22.9.13

Getting to Yes

I recently finish reading the book Getting to Yes (Fisher, Ury and Patton, 2012, 204 pages), and I can say that I am very pleased with it.

Before commenting on the book, though, it is important to point that the title can be misleading: one can read it as “getting the other side to say yes to what you want out of a negotiation”. And this is all the book is not about.

The book, which was written by some of the minds behind the Harvard Negotiation Project, talks mainly about the framework of principled negotiation. Meaning that instead of endless and ineffective time spent bargaining over positions, negotiators should give a step back and select some objective criteria under which the negotiation should proceed. By doing this, allied with a healthy separation between people and problem, negotiators can discover each other’s deep interests and come up with innovative and elegant solutions to the negotiated issues.

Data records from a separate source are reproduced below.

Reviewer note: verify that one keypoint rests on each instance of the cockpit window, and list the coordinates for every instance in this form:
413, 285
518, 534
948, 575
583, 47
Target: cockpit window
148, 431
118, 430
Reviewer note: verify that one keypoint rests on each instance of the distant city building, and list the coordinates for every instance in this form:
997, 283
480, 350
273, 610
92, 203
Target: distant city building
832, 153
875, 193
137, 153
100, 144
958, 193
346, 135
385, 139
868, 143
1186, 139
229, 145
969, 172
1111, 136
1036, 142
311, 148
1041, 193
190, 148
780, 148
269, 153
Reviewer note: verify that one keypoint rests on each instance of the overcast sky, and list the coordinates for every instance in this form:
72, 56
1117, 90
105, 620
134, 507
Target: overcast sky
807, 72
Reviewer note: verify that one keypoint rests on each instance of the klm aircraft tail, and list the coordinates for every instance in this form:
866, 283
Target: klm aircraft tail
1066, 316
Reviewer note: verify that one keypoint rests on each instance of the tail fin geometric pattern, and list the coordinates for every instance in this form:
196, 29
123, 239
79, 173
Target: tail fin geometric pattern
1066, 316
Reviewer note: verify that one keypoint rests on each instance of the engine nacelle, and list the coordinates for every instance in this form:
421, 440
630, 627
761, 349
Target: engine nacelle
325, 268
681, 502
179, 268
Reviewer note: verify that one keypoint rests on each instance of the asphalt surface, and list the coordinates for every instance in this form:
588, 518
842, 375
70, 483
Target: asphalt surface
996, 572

The basic assumption here, which seems pretty solid to me, is that in most of the cases, when all interests are explicit, it is possible to find out some common ground that satisfies all parts involved on a negotiation. And if not, the book also points to the need of developing a good BATNA (best alternative to a negotiated solution).

So, although some parts seem repetitive and commonsense, I really recommend reading through this book, since its ideas can be of great value, if practiced, to come to satisfactory outcomes to negotiations, and also preserve the relationships among negotiators.